Smoking in bars, restaurants and other enclosed public spaces will be illegal after Jan. 1 under an ordinance the Waco City Council approved Tuesday.

The council made some minor tweaks to the ordinance on second reading to ease the burden on businesses that want to create a smoking patio or allow on-site sampling of e-cigarettes.

The ordinance, which also limits smoking in parks to small dedicated areas, passed 5-1, with Councilman John Kinnaird dissenting.

Local advocates for the ban called it a win for the health of employees and customers.

The current smoking ordinance, adopted in 2009, exempted existing bars and allowed walled-off, separately ventilated smoking rooms in restaurants and other businesses. But medical leaders and other advocates with the Smoke-Free Waco Coalition said the smoking-room provision created a false sense of security for restaurant patrons.

“We know based on what the (U.S. Centers for Disease Control) says that there is no technology that can clean the air in a non-smoking section of a restaurant that has a smoking section,” said Dr. Bradford Holland, an ear, nose and throat physician and former McLennan County Medical Society president.

He said the “non-smoking” sections were a “public ruse” that allow unwary families to expose their children to secondhand smoke.

“When they do this, we perpetuate the myth that the current system sells, the myth that this is safe,” he said.

Other speakers blasted the new law as a government intrusion on decisions best left to customers and business owners.

Doug Enhelder, owner of Geneva’s Place Sports Bar, 2824 N. 18th St., asked the council to put the ban to the voters as a referendum.

“This would totally destroy my business,” he said. “It’s going to send my customers to Bellmead and Lacy Lakeview, where they’re allowed to smoke.”

Councilman Kinnaird did not reiterate his reasons for voting against the ban, but at the first reading July 7, he said it went too far in interfering with the rights of businesses.

Peaches Henry, a college instructor and president of the local NAACP, said the rights of employees to work in a healthy environment should outweigh other considerations.

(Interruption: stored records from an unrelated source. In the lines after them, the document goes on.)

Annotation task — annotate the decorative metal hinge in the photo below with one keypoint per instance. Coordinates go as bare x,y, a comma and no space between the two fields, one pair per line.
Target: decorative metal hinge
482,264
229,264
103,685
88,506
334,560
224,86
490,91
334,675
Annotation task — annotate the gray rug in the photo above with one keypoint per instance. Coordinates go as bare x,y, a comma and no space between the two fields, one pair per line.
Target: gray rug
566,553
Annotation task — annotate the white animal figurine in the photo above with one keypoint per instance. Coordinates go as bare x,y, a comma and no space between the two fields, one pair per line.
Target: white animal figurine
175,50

“Food service workers are significantly less protected than others” from respiratory illnesses caused by secondhand smoke, she said.

“Such workers do not have a choice where they work or how they’re exposed to secondhand smoke,” she said. “This will ensure that all workers are treated equally under the law.”

Changes to ordinance

To placate business owners, the council made it easier to smoke in front of business establishments or on smoking patios. The new ordinance will allow smoking within 15 feet of a business’s front door, down from 20 now, and there will be no distance requirements from doors leading to outdoor patios.

Sammy Citrano, owner of George’s Restaurant and Bar, one of a handful of restaurants that has a smoking section, attended the meeting but did not speak. In an interview after the meeting, he said the distance requirement change will allow him to build an outdoor patio at his popular restaurant on Speight Avenue.

“The council has spoken,” he said. “I just hope that this law stays as it is and doesn’t change again.”

The ordinance exempts hookah and cigar lounges as well as retail tobacco and e-cigarette vapor shops.

A version of the ordinance earlier this month would have required specially ventilated rooms for smoking or “vaping” in such shops, raising the hackles of vapor shop owners.

Shawn Burke of Cloud Chasers vape shop said building such a room would cost him some $10,000. He said the only people who come to his shop are e-cigarette customers, and a vaping room wouldn’t protect anyone from anything.

“To spend that kind of money for a clientele that doesn’t exist, it’s beyond me,” he said. “You’re going to kill the business of small shops.”

At the urging of Councilman Kyle Deaver, the council amended the ordinance to eliminate the requirement for ventilating smoke and vapor shops.

Fines under the ordinance for both individuals and businesses in violation of the law range from $50 for a first offense up to $500 for multiple offenses.